A frequent part of debates about technology choices and network planning is the premise that to succeed, rapid transit must be surrounded by high density development. This is an odd claim given the counter-examples available on Toronto.
The situation is more subtle, and “demand” turns not just on density adjacent to the line, but on its ability to act as a corridor drawing on feeder services to concentrate demand. Whether such concentration is “good” is another matter. Higher demand requires more infrastructure in the corridor and in a worst-case scenario, a line can run out of room. Two good examples in Toronto are the Yonge subway and Highway 401.
Focus on a single corridor can also distort travel patterns and network design. As a non-driver, I have often been amused by motorists who will go miles out of their way to use an expressway, only to find themselve trapped in a traffic jam. For transit riders, the need to force-feed rapid transit can interfere with travel that is not oriented to the primary trip pattern. Try getting around Scarborough if you are not bound for Kennedy or STC stations.
Recently, I was scanning another batch of old phographs and they reminded me of an even older example of high demand in a low density area: the streetcar shuttles on Bloor-Danforth that operated between the opening of the original Keele-Woodbine service, and the extensions a few years later to Islington-Warden. Neither Bloor West nor the Danforth — particularly in the late 1960s — were forests of high rise apartments. All the same, the shuttles had service, capacity and demand beyond that we see on any streetcar line today.

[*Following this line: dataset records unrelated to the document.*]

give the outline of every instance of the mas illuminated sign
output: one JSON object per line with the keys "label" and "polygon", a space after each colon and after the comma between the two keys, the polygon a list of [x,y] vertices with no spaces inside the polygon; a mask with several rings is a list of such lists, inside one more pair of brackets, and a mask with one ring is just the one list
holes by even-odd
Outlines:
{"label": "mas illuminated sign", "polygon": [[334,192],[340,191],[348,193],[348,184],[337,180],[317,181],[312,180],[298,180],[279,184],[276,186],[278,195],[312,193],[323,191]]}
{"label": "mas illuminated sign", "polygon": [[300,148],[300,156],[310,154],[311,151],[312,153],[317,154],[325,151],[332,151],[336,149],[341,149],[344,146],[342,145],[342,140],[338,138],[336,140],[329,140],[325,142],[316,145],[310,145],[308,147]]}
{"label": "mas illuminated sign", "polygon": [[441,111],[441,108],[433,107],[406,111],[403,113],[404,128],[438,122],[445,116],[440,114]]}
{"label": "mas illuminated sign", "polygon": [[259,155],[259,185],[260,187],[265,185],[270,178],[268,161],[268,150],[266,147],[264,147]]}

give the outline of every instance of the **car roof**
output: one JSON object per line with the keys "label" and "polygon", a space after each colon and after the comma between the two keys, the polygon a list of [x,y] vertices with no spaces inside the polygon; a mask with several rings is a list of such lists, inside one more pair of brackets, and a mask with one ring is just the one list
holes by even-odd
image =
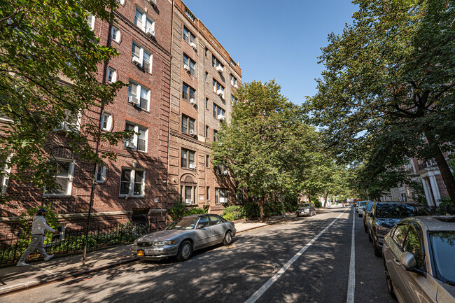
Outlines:
{"label": "car roof", "polygon": [[455,216],[422,216],[407,218],[406,221],[416,221],[429,231],[455,232]]}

The Bloor West shuttle from Keele Station to Jane Loop operated with 17 cars at peak over a distance of only 2.1km at a headway of 1’07”. That’s 53.7 cars/hour for a design capacity of about 4,000/hr (based on about 75 riders per car) with headroom for peaks at a higher level.
The Danforth shuttle from Woodbine Station to Luttrell Loop operated with 12 cars on a 1.6km line at a headway of 1’30”. At 40 cars/hour this gave a design capacity of about 3,000/hr.
An important point about these shuttles is that the lion’s share of their traffic was bound to or from the subway, and local traffic was comparatively light. Many riders boarded inbound at the Jane and Luttrell terminals, and the streetcars were not attempting to serve very heavy demand from on-street stops. That demand depended on feeder bus services from what we now call “the inner suburbs”.
Moreover, the level of service on the outer ends of the old Bloor-Danforth streetcar route shows how considerable the demand was for these segments, even allowing for some added demand due to the subway’s presence.
The moral of this short article is that a transit network and its routes cannot be thought of with a simplistic model of transit stations surrounded by development. The larger context includes the diversity or concentration of demand patterns and the degree to which the network serves them.
In the next article, a look at Bloor West and The Danforth as they once were.
Correction January 6, 2015: In the original version of this article, I cited the number of cars/hour as the actual assignment of vehicles to each route. Thanks to John F. Bromley for catching this howling error.